The move also has the backing of key facets of the climate movement. The Sunrise Movement, the Climate Justice Alliance – a constellation of dozens of environmental justice organizations, and the Climate Mobilization – an organization explicitly founded to advocate for adopting a formal climate emergency, are all calling for this bill to pass through Congress.
One by one, our leaders are finally starting to understand the seriousness of our shared situation.
Declaring an official ‘climate emergency’ is more than just words
Declaring a climate emergency under the National Emergencies Act would give President Biden nearly everything he needs to begin radically reshaping the economy of the United States for a zero carbon world and steer American society toward an ecological future. It would be Biden’s best way of launching a Green New Deal.
The text of the bill itself (.PDF, 18 pages) is well worth the read, and is perhaps the most succinct and persuasive argument I’ve ever seen for what a full-scale climate mobilization would look like.
The bill is explicit that climate disasters “disproportionately impact frontline communities and endanger populations made especially vulnerable by existing exposure” to injustice, including people “living with income inequality and poverty, institutional racism, inequity on the basis of gender and sexual orientation, poor infrastructure, and lack of access to health care, housing, clean water, and food security are often in close proximity to environmental stressors or sources of pollution, particularly communities of color, indigenous communities, and low-income communities.” In short, the climate emergency is everything, it is intersectional, and it is inseparable from the imperative to fundamentally remake society and move away from an extractive relationship with each other and with the land.
The bill states this plainly: “The massive scope and scale of action necessary to stabilize the climate will require unprecedented levels of public awareness, engagement, and deliberation to develop and implement effective, just, and equitable policies to address the climate crisis.”
Practically, the bill calls for massive investment in public transportation infrastructure, retrofitting of nearly every building in the country, a special focus on public health and regenerative agriculture, a “transformation” of the industrial base of the country, and jobs programs that are racially and socially equitable to carry all this out.
The most striking thing to me: The bill would require an annual progress report on all of these objectives. No more far-off goals for 2050 or 2035. We’d have one-year targets. Every year.
We’d finally have the mindset of an emergency. We’d see tangible results in a timeframe that matters for both people on the front lines of the emergency and the climate system we’re trying to preserve. We’d win back our planet, and have a thriving society to enjoy it.
Of course, words alone – even words this bold – won’t make the climate emergency magically disappear on their own. We’ll need to keep holding leaders to account, and demanding that our changes are rooted in justice.

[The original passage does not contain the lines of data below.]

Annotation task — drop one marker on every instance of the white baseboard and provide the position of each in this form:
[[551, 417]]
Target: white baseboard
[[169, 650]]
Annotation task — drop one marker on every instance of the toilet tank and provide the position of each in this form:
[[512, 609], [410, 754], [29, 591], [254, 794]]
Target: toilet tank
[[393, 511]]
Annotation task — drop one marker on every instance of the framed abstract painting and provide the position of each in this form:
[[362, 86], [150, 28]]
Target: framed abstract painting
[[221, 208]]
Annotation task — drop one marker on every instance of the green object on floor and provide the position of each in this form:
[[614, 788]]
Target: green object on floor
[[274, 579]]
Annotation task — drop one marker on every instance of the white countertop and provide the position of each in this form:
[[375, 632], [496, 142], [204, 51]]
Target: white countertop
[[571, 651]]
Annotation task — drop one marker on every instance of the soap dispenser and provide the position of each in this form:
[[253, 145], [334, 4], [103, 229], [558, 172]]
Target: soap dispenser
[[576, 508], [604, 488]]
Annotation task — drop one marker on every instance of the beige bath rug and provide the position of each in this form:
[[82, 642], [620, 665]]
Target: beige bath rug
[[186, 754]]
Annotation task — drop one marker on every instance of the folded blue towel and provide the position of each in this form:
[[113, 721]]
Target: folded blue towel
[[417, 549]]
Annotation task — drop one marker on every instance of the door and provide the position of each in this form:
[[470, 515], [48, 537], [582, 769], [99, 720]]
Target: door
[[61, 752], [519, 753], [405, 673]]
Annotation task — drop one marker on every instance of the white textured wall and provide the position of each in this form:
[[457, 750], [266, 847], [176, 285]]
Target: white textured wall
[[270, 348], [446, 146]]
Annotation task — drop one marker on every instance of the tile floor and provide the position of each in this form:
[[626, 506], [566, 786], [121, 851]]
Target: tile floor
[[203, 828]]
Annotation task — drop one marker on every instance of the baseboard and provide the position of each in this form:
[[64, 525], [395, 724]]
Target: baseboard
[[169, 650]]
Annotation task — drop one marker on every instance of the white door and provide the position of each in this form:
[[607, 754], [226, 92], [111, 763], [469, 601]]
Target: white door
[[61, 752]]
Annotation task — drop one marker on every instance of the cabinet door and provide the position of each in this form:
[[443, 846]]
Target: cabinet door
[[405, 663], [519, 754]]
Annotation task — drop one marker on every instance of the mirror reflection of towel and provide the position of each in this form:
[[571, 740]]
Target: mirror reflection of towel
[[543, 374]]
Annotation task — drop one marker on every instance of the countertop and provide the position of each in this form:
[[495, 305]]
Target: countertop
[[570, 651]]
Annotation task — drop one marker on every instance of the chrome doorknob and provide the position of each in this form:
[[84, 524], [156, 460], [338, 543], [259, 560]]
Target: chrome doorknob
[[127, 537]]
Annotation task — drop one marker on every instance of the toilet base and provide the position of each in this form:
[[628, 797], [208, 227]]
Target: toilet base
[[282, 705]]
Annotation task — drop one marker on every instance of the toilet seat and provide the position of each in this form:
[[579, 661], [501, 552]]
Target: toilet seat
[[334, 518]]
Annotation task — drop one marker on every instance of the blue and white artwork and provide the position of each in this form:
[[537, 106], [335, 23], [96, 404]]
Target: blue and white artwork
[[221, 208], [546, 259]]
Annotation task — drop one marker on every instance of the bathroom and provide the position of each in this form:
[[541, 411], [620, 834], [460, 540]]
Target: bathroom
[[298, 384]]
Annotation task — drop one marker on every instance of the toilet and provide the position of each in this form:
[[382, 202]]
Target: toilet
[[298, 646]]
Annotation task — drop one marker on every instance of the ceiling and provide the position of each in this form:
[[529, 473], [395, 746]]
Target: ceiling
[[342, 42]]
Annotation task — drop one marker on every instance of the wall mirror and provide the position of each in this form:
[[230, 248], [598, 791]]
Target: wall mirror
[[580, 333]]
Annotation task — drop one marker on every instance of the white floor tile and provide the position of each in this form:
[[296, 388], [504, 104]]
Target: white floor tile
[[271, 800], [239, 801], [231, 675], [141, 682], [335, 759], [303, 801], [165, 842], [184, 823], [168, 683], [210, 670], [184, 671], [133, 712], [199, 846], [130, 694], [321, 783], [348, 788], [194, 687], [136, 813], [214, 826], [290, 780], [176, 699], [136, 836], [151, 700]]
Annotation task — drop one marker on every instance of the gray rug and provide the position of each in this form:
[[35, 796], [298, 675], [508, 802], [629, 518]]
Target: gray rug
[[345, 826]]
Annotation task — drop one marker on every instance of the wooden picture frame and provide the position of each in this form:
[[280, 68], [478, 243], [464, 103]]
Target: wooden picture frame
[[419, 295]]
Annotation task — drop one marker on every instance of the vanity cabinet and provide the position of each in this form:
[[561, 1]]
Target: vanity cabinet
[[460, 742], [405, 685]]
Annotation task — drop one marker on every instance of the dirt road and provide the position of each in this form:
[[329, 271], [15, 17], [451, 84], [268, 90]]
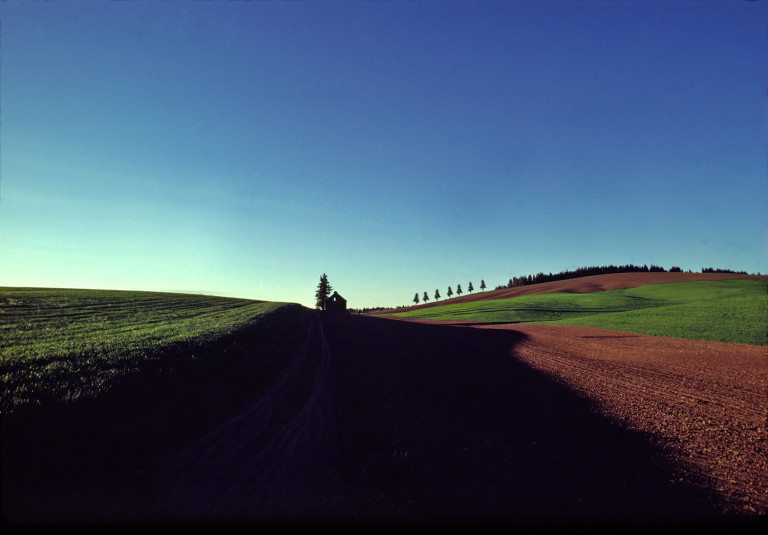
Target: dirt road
[[377, 420], [265, 462]]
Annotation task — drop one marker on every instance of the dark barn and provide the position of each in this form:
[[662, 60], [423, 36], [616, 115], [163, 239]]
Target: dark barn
[[336, 302]]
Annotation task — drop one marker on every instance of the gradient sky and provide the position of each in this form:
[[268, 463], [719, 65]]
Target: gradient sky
[[246, 148]]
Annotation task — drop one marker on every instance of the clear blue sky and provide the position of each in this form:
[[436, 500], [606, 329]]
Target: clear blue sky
[[246, 148]]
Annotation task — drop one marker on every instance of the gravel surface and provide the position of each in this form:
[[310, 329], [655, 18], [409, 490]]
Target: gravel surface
[[382, 421]]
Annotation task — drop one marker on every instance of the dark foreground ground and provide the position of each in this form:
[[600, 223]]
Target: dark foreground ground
[[380, 421]]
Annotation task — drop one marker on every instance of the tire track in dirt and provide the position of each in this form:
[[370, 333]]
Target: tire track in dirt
[[706, 402], [260, 464]]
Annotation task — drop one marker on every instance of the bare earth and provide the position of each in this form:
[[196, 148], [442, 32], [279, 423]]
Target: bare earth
[[705, 402], [376, 420]]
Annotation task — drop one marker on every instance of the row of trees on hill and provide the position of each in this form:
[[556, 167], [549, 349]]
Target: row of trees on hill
[[449, 293], [598, 270]]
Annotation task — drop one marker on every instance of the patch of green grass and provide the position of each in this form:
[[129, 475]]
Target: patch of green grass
[[733, 311], [62, 344]]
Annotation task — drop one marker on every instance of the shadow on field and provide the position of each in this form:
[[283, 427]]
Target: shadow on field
[[441, 423], [169, 400]]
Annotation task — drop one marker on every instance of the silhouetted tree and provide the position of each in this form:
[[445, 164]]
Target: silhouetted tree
[[322, 293]]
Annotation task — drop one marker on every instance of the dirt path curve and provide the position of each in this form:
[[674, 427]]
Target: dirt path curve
[[706, 402], [265, 462]]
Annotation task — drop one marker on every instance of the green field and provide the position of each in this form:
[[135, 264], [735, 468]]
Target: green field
[[63, 344], [724, 311]]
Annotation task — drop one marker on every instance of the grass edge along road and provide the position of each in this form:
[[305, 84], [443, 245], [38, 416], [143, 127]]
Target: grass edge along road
[[60, 345], [733, 311]]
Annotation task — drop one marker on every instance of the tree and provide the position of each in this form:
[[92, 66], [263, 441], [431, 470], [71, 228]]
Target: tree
[[322, 293]]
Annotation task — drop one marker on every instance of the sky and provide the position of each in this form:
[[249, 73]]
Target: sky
[[246, 148]]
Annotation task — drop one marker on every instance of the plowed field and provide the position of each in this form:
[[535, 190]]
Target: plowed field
[[704, 402]]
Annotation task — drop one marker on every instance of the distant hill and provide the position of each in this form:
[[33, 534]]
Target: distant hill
[[593, 283]]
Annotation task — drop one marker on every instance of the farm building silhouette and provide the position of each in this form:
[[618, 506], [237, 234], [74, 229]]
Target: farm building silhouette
[[336, 302]]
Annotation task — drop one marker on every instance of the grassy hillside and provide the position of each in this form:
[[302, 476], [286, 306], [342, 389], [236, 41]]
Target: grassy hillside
[[57, 345], [727, 311]]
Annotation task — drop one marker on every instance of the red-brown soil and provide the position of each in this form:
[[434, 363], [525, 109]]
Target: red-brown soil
[[377, 420], [706, 403], [593, 283]]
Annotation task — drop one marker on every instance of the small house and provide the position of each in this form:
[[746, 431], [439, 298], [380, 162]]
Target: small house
[[336, 302]]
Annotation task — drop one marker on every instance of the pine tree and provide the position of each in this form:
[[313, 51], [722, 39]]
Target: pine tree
[[322, 293]]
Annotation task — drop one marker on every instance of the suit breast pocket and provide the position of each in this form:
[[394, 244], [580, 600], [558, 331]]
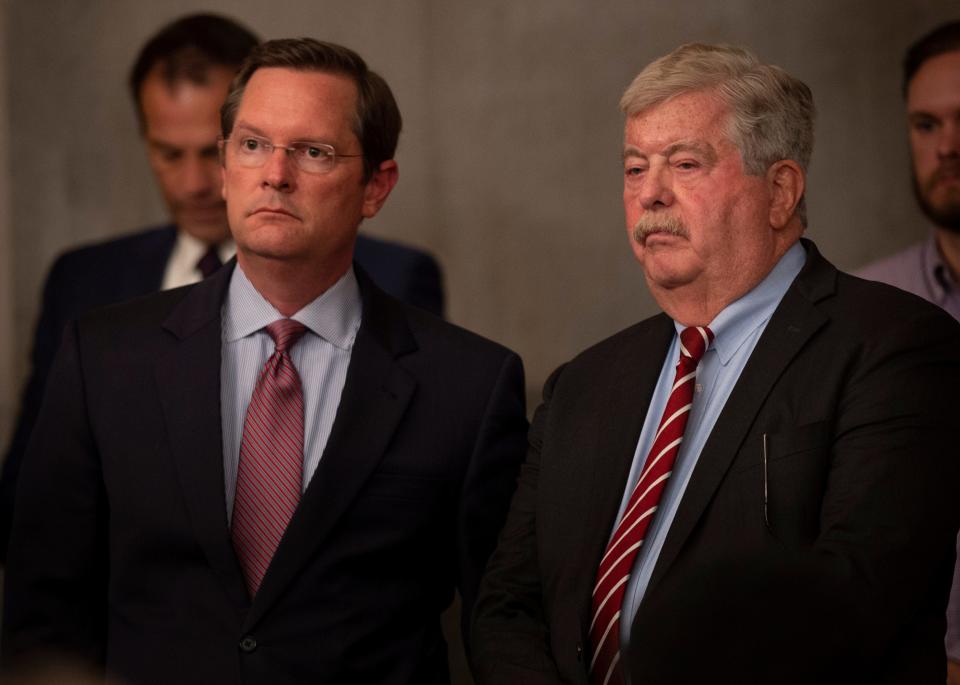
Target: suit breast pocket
[[795, 464]]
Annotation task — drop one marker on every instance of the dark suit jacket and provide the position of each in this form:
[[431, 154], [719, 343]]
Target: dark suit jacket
[[853, 385], [120, 552], [132, 266]]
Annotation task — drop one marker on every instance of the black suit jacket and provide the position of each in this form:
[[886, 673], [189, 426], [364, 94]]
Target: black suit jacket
[[120, 552], [132, 266], [842, 576]]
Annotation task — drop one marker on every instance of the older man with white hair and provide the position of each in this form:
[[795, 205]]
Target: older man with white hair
[[756, 485]]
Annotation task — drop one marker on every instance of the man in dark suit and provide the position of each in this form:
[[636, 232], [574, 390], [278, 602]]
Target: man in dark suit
[[186, 517], [779, 508], [178, 83]]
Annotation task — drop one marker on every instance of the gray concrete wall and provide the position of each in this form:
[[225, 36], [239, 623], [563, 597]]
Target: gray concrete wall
[[509, 157]]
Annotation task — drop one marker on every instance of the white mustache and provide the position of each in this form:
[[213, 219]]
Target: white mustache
[[649, 224]]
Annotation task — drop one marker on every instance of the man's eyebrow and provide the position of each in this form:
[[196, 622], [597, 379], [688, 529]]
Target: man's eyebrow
[[162, 144], [249, 128], [704, 149]]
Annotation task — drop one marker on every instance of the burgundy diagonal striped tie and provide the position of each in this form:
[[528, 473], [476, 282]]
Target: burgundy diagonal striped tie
[[617, 562], [270, 472]]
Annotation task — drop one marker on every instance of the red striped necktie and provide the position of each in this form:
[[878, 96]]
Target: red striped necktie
[[270, 471], [617, 562]]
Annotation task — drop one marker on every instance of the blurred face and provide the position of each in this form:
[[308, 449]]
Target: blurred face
[[933, 118], [694, 217], [182, 121], [280, 211]]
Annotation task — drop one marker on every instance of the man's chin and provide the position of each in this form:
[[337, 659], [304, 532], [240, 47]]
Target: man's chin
[[210, 233], [940, 205]]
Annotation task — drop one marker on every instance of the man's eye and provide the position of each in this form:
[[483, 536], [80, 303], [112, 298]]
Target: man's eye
[[315, 152]]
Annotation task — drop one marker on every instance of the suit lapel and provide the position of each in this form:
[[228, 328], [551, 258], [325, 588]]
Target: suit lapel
[[188, 382], [793, 323], [375, 396]]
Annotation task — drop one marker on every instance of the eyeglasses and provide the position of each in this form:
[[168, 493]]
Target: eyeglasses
[[252, 151]]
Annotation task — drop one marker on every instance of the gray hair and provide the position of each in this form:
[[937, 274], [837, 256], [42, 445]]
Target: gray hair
[[771, 112]]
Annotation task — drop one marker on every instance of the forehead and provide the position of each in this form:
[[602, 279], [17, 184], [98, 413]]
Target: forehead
[[696, 117], [182, 104], [294, 102], [936, 85]]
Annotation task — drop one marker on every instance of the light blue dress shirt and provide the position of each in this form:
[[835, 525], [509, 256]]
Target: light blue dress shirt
[[736, 329], [321, 356]]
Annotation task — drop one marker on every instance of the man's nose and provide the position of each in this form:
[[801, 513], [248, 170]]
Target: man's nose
[[657, 188], [948, 143], [200, 177], [278, 171]]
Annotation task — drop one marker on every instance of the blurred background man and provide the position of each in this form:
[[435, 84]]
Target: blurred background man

If all this sounds good to you, you can help make it a reality: Call your member of Congress – (202) 224-3121 – and ask them to co-sponsor the National Climate Emergency Act. If they’re already a sponsor, thank them.
Folks, this is actually happening. We’re on the verge of moving into emergency mode on the biggest problem we’ve ever faced as a species. Let’s demand that this bold story of a better world get started as soon as possible.